Maybe these great fictional apocalypses have taught us something. We didn’t get it wrong. When intelligent apes pop up, we won’t be stupid enough to enslave them as maids and hairdressers and janitors. Then maybe, just maybe their takeover won’t be quite so easy. I’d like to think that if the apes end up running the joint, they won’t flip up humanity and drag the Statue of Liberty up to the rocky beaches of New England. “We’re don’t want your huddled masses, you damned dirty humans!”
I like to think that if we do develop time travel and stupidly give it to the U.S. Congress to regulate, unlike Time Cop, we won’t put the sleaziest and stupidest two senators in a room and let them decide who’s going to control the technology. For the love of Isaac Asimov, I hope that if there is a one-line allocation in Joe Biden’s COVID-19 relief bill for a multimillion-dollar grant to Cyberdyne Systems to fund the development of something called Skynet, I pray that we notice it.
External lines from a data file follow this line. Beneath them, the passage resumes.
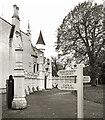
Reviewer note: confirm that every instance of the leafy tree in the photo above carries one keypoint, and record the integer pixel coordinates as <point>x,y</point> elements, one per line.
<point>81,34</point>
<point>56,66</point>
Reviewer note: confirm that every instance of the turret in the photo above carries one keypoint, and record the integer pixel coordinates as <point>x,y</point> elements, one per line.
<point>40,43</point>
<point>29,31</point>
<point>15,18</point>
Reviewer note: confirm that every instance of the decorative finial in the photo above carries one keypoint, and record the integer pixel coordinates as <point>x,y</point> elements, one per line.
<point>28,25</point>
<point>28,31</point>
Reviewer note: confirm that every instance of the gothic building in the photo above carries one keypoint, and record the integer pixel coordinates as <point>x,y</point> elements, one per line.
<point>36,66</point>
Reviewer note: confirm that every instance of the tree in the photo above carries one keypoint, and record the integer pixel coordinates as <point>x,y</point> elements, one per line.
<point>81,34</point>
<point>56,66</point>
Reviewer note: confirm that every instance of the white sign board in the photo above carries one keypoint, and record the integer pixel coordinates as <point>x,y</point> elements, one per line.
<point>71,72</point>
<point>86,79</point>
<point>67,86</point>
<point>73,84</point>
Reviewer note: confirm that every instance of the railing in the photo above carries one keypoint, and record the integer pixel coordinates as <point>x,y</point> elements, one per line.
<point>31,82</point>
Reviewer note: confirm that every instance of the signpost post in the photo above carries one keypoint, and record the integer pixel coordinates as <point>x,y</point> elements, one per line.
<point>75,83</point>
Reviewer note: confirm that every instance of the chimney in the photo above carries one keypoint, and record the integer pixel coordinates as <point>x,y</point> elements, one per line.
<point>15,17</point>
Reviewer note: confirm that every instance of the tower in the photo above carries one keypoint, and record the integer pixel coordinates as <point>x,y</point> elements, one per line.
<point>40,42</point>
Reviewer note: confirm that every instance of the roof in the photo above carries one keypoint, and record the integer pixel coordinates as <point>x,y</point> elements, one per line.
<point>40,39</point>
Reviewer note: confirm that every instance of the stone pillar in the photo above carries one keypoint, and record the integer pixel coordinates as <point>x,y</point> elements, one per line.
<point>19,100</point>
<point>41,79</point>
<point>49,84</point>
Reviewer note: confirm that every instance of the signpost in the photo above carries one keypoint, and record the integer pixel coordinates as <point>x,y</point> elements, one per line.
<point>75,82</point>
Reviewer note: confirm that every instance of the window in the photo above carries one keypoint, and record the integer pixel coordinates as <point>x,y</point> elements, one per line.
<point>34,68</point>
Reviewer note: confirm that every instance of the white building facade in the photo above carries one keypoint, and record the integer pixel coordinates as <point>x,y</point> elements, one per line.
<point>31,58</point>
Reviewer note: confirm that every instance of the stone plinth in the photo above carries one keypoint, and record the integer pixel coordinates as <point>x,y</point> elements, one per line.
<point>19,101</point>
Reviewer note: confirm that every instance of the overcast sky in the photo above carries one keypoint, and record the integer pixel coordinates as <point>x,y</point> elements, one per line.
<point>44,15</point>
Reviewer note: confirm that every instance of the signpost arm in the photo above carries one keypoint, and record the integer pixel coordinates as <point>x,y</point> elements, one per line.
<point>80,91</point>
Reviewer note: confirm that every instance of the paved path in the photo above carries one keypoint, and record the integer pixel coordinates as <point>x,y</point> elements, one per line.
<point>53,104</point>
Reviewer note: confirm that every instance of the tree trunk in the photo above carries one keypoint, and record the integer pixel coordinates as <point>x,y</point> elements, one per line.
<point>93,75</point>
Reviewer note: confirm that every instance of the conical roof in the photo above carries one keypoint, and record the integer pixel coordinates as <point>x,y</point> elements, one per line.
<point>40,39</point>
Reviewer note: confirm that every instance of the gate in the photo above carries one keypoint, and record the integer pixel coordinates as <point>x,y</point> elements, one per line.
<point>9,91</point>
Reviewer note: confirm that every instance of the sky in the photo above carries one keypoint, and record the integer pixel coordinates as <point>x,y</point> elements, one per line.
<point>44,15</point>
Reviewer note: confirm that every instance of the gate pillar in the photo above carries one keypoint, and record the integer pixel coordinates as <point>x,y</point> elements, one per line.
<point>19,100</point>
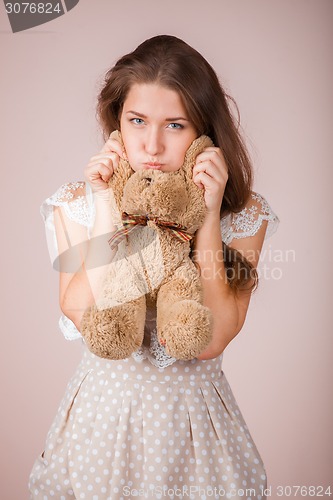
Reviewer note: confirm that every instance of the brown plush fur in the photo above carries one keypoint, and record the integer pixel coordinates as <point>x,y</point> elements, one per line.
<point>151,266</point>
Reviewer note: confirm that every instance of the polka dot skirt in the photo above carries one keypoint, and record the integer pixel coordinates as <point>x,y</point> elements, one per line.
<point>126,429</point>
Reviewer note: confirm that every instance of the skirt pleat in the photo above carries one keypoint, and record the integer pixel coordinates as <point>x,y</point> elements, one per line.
<point>128,429</point>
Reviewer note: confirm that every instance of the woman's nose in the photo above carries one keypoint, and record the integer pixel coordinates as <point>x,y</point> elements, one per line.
<point>154,143</point>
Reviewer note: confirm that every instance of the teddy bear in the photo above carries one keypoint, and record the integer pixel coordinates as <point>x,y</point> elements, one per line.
<point>156,215</point>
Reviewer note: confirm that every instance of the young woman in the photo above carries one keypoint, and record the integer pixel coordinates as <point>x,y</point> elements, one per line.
<point>151,426</point>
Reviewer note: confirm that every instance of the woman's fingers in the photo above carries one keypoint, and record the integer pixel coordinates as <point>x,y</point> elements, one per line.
<point>102,166</point>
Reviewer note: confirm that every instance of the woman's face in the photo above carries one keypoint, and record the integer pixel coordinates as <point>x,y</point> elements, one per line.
<point>155,128</point>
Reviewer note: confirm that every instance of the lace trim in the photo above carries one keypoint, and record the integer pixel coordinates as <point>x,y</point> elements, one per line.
<point>76,207</point>
<point>68,329</point>
<point>248,221</point>
<point>155,353</point>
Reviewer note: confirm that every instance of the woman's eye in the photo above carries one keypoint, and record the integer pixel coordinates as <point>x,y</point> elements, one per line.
<point>137,121</point>
<point>175,125</point>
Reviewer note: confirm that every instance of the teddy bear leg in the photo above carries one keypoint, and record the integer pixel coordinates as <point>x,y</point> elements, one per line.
<point>184,325</point>
<point>116,332</point>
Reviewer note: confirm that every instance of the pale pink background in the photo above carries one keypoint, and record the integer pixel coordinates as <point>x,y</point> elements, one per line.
<point>275,59</point>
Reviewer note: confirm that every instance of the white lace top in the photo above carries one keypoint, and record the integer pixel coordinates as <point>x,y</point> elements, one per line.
<point>76,199</point>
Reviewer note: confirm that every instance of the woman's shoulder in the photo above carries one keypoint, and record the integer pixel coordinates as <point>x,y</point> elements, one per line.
<point>76,200</point>
<point>248,221</point>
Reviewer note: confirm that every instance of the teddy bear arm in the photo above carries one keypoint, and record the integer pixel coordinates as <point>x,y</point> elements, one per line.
<point>184,324</point>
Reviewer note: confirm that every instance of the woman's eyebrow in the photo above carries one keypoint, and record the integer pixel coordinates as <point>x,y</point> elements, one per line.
<point>141,115</point>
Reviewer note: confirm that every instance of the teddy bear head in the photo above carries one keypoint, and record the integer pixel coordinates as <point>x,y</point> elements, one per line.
<point>171,196</point>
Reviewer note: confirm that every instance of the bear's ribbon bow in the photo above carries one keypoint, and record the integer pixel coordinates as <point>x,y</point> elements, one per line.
<point>130,221</point>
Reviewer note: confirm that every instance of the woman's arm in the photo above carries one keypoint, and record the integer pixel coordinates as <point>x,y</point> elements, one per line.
<point>80,289</point>
<point>229,312</point>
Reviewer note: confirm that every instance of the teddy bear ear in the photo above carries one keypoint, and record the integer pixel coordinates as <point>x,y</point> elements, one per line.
<point>197,146</point>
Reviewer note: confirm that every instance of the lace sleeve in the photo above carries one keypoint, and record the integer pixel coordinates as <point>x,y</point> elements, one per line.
<point>75,198</point>
<point>248,221</point>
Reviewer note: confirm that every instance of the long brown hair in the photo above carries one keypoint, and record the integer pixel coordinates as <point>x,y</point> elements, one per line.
<point>172,63</point>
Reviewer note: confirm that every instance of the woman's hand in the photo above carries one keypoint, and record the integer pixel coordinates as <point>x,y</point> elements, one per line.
<point>101,166</point>
<point>211,174</point>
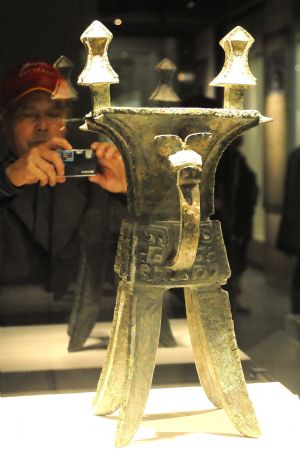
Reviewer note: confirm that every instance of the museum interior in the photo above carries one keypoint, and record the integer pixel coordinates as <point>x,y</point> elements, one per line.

I’m not holding my breath.
Pete Wood is an attorney in Raleigh, North Carolina, where he lives with his kind and very patient wife. His first appearance in our pages was “Mission Accomplished” in the now out-of-print August 2012 issue. After publishing a lot of stories with us he graduated to being a regular contributor to Asimov’s, but he’s still kind enough to send us things we can publish from time to time, and we’re always happy to get them
4 comments:
I dunno, Pete. Having spent the past 20 years selling the biggest and fastest fricking' supercomputers in the world to an assortment of .gov customers, "multimillion" seems kind of paltry. The entry level price tag for a state-of-tomorrow's-art supercomputer is at least a quarter-billion.
An enticing offer to do it on the cheap is all part of the plan of Skynet, Colossus, and Pinky to take over the world.
I wonder if there's anything to learn from Poe's Masque of the Red Death?
Great question, Jason. Seems like the characters in that story were kinda vapid and arrogant. So, the plague was a moral judgement of sorts.